Deirdre is the foremost tragic heroine in Irish mythology and probably its best-known figure in modern times. She is known by the epithet 'Deirdre of the Sorrows' (Irish: Deirdre an Bhróin). Her story is part of the Ulster Cycle, the best-known stories of pre-Christian Ireland. The Ulster Cycle is one of the four 'cycles' of Irish mythology and legend, along with the Mythological Cycle, the Fianna Cycle and the Kings' Cycle.

The story describes a Druid’s foretelling, at Deirdre’s birth, that many men would die on her account. Raised in seclusion, she grew to be a woman of astonishing beauty. King Conor fell in love with her, but Deirdre fell in love with Noísi, son of Usnech. They eloped and fled to Scotland with Noísi’s two brothers, where they lived idyllically until they were lured back to Ireland by the treachery of Conor. The sons of Usnech were slain, causing revolt and bloodshed in Ulster. Deirdre took her own life by shattering her head against a rock to avoid falling into the hands of Conor.

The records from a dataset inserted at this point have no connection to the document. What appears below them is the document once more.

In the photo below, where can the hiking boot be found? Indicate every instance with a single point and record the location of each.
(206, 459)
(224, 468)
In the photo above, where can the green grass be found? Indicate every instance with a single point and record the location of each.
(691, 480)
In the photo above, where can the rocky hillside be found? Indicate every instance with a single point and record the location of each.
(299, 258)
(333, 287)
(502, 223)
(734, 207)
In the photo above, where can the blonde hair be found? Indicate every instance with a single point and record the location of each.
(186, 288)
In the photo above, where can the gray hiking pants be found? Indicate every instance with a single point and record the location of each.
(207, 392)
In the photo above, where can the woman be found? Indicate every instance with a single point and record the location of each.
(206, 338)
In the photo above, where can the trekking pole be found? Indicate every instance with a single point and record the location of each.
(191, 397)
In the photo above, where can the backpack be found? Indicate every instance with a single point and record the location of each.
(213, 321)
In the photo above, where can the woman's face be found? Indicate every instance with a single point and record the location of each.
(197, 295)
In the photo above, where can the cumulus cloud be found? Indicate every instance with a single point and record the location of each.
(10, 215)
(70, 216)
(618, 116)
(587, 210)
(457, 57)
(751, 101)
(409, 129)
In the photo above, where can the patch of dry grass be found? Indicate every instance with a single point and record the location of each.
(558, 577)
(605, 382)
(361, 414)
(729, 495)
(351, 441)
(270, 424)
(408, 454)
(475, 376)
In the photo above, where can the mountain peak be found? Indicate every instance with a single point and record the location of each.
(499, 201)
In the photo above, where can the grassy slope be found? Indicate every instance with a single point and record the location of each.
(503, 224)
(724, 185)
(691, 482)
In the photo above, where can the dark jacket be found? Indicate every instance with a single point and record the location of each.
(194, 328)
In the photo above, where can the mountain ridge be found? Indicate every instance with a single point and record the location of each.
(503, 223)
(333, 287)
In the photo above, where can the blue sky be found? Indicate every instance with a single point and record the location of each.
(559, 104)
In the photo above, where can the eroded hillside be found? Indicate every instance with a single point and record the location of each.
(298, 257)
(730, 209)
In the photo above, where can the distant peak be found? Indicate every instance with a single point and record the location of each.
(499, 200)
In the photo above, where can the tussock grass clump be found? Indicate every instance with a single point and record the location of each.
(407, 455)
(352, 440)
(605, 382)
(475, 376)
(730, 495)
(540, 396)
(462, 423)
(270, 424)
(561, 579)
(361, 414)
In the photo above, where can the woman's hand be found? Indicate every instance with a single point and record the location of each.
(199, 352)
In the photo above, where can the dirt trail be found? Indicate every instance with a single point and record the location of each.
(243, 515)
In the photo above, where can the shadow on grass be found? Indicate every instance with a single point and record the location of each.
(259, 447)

A later version omits the first half of the story and expands the tragic ending by making Deirdre live for a year with Conor, never smiling, before killing herself.

The story was immensely popular in Ireland and Scotland and survived to the 20th century in Scottish oral tradition; its literary influence continued into the early 20th century, when the Anglo-Irish writers, notably William Butler Yeats and John Millington Synge, dramatized the theme.